Consumer prices, excluding food, rose 0.8% from a year earlier.
The growth was mainly stoked by energy costs. Japan has been relying heavily on imports to meet energy demand after all its nuclear reactors were shut.
But a weakening yen, which has fallen nearly 25% against the US dollar since November, has made imports more costly.
The yen's decline has been triggered mainly by the aggressive policies unveiled by the new government, which includes a 2% inflation target, to try and revive the Japanese economy,
According to the statistical bureau's latest data, fuel, light and water prices rose 6% in August, from a year earlier.
If food and fuel are taken out, consumer prices actually fell 0.1% from a year ago.
"The ongoing rise in inflation is still mostly a reflection of the slump in the exchange over the past year," said Marcel Thieliant, Japan economist with Capital Economics.
Japan's economy has been mired by deflation for the best part of the past two decades.
The trend has been a big hurdle to its attempts to boost domestic consumption and has hurt its economic growth.
Falling prices hurt the economy as consumers and businesses tend to put off purchases in the hope of getting a cheaper deal later on.

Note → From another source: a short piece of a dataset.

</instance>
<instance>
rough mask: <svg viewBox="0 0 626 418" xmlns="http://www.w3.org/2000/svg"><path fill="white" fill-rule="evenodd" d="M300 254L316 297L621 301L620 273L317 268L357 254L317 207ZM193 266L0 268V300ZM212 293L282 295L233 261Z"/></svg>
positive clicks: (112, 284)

Prime Minister Shinzo Abe, who came to power in December last year, has made reversing that trend a key part of his economic policy.
Japanese policymakers have unveiled a series of measures in recent months to try and trigger a fresh wave of economic growth.
These steps, which include doubling the country's money supply, have started to have some impact.
Earlier this month, Japan revised up its growth data for the April to June quarter, adding to hopes of an economic recovery.
The world's third-largest economy expanded 0.9% during the period, compared to the previous three months. That translates into an annualised growth of 3.8%.
The initial estimate of quarter-on-quarter growth was 0.6%.